Googlegate: Mapping a scandal of global proportions
Google is not above the law
You design software how?
But in the interests of objectivity, even if we accept that this code was not noticed during the testing stage (which really is stretching the realms of possibility), once a project has been deployed testing continues on live data. This is important because once a project is deployed in the real world it often behaves differently to how it behaves in a lab environment. Resource efficiency needs to be checked, external factors need to be controlled or at least mitigated and data has to be accurate. This means that even if all the above stages failed to notice the data being generated by this code, once in a live environment it would be impossible to miss.
Frankly, for Google to even suggest that this is the case presents it as unprofessional for not adhering to basic project development principles - which given the success of Google and their market dominance would seem highly unlikely. One would not expect a company to have prevailed in the technology sector if it was delivering technologies in such a haphazard fashion.

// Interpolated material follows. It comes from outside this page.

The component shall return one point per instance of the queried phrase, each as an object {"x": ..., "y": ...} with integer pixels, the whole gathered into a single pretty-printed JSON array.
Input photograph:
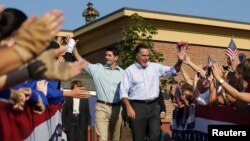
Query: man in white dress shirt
[{"x": 139, "y": 91}]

Given my job, I have a responsibility to investigate these matters and report them to my colleagues at Privacy International so we can investigate further on whether or not we need to take any action. Given the above evaluation we decided that it was implausible to suggest that this was an accident and so we published an open letter insisting that the data collected should be retained as it was evidence which may be required for future prosecutions. We were deeply concerned that several regulators (including our own UK Information Commissioner) had asked Google to destroy this data and after discussing this with our legal advisers we put Google on notice for destruction of evidence. Google agreed to keep the data.
From that point we sought legal opinion on whether or not Google was likely to have breached criminal law in the UK, specifically the Regulation of Investigatory Powers Act 2000 (RIPA) and probably the Wireless Telegraphy Act 2006. RIPA covers the interception of communications without a warrant or the consent of all parties and the Wireless Telegraphy Act covers the unauthorised use of wireless stations and apparatus.
Allow me at this point to address all the people reading this piece yelling: “So what? People should have encrypted their Wi-Fi networks.” First, I agree of course that people should encrypt their Wi-Fi networks – As a privacy advocate it would be folly for me to suggest otherwise. But as always these issues are not so simple. The vast majority of the general population are not technical experts, they have no understanding of what encryption is nor how their Wi-Fi networks work; they just plug them in and use them. This is not something we have a right to criticise - it is the nature of the real world in which we live and just because that data is exposed it certainly doesn't give anyone the right to exploit the situation.
Back to the matter at hand. We were convinced that this could not be set aside as accidental, but at the same time when taking on a behemoth such as Google it is important to get it right, so we felt we needed more evidence before taking any direct action.
Then on June 3rd 2010 as a result of ongoing class action suits in the US it emerged that Google had filed a patent application for similar technology in 2008, this reinforced our opinion that this could not have been rogue code. In order for a patent application to be filed, it seemed obvious to us that Google's legal department would have had to review the technology and submit the application. This also would suggest that the project had been funded which in itself would require the attention of managers, designers, developers and testers.
We had further discussions with our legal advisers and felt this latest information strengthened our case but we wanted to take a few days to decide what we were going to do. Before we had a chance to make that decision, Google made it for us.
On 9th June 2010 an independent audit of the software was released which clearly showed that this data had been processed in a deliberate manner. Google's software was not just sucking up all this Wi-Fi data and archiving it to disk, it was treating encrypted and unencrypted data differently.
The encrypted data is useless to Google. The company can't read it and therefore has no use for it, so it was discarded. However, the unencrypted data which Google has admitted to grabbing contains emails and information on web browsing and other internet activities does have a real commercial value attached to it, and Google saved that data to disk. This deliberate processing is a clear example of intent to process and indeed proves the data was actually processed in a non-arbitrary manner.